Some extensions of theorems of Kn\"orrer and Herzog-Popescu

TL;DR

This paper extends classical theorems on syzygies of maximal Cohen-Macaulay modules over hypersurfaces, introduces a non-commutative hypersurface ring, and provides bounds on the stable module category dimension.

Contribution

It generalizes the structure of syzygies for modules over hypersurfaces and constructs a new non-commutative ring with periodic projective resolutions.

Findings

First syzygy of N/y^kN is an extension of N by its first syzygy.

Constructed a non-commutative hypersurface ring where modules have 2-periodic resolutions.

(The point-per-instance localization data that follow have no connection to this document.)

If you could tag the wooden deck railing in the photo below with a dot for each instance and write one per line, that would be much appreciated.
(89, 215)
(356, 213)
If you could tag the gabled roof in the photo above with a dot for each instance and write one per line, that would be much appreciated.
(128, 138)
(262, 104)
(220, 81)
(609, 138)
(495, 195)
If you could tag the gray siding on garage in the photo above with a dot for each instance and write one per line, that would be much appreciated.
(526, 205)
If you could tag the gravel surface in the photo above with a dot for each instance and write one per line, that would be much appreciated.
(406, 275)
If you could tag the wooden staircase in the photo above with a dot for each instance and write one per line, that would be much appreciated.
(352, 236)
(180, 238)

Provided upper bounds for the dimension of the stable module category of certain hypersurfaces.

Abstract

A construction due to Kn\"orrer shows that if $N$ is a maximal Cohen-Macaulay module over a hypersurface defined by $f+y^2$, then the first syzygy of $N/yN$ decomposes as the direct sum of $N$ and its own first syzygy. This was extended by Herzog-Popescu to hypersurfaces $f+y^n$, replacing $N/yN$ by $N/y^{n-1}N$. We show, in the same setting as Herzog-Popescu, that the first syzygy of $N/y^{k}N$ is always an extension of $N$ by its first syzygy, and moreover that this extension has useful approximation properties. We give two applications. First, we construct a ring $\Lambda^\#$ over which every finitely generated module has an eventually $2$-periodic projective resolution, prompting us to call it a "non-commutative hypersurface ring". Second, we give upper bounds on the dimension of the stable module category (a.k.a. the singularity category) of a hypersurface defined by a polynomial of the form $x_1^{a_1} + \dots + x_d^{a_d}$.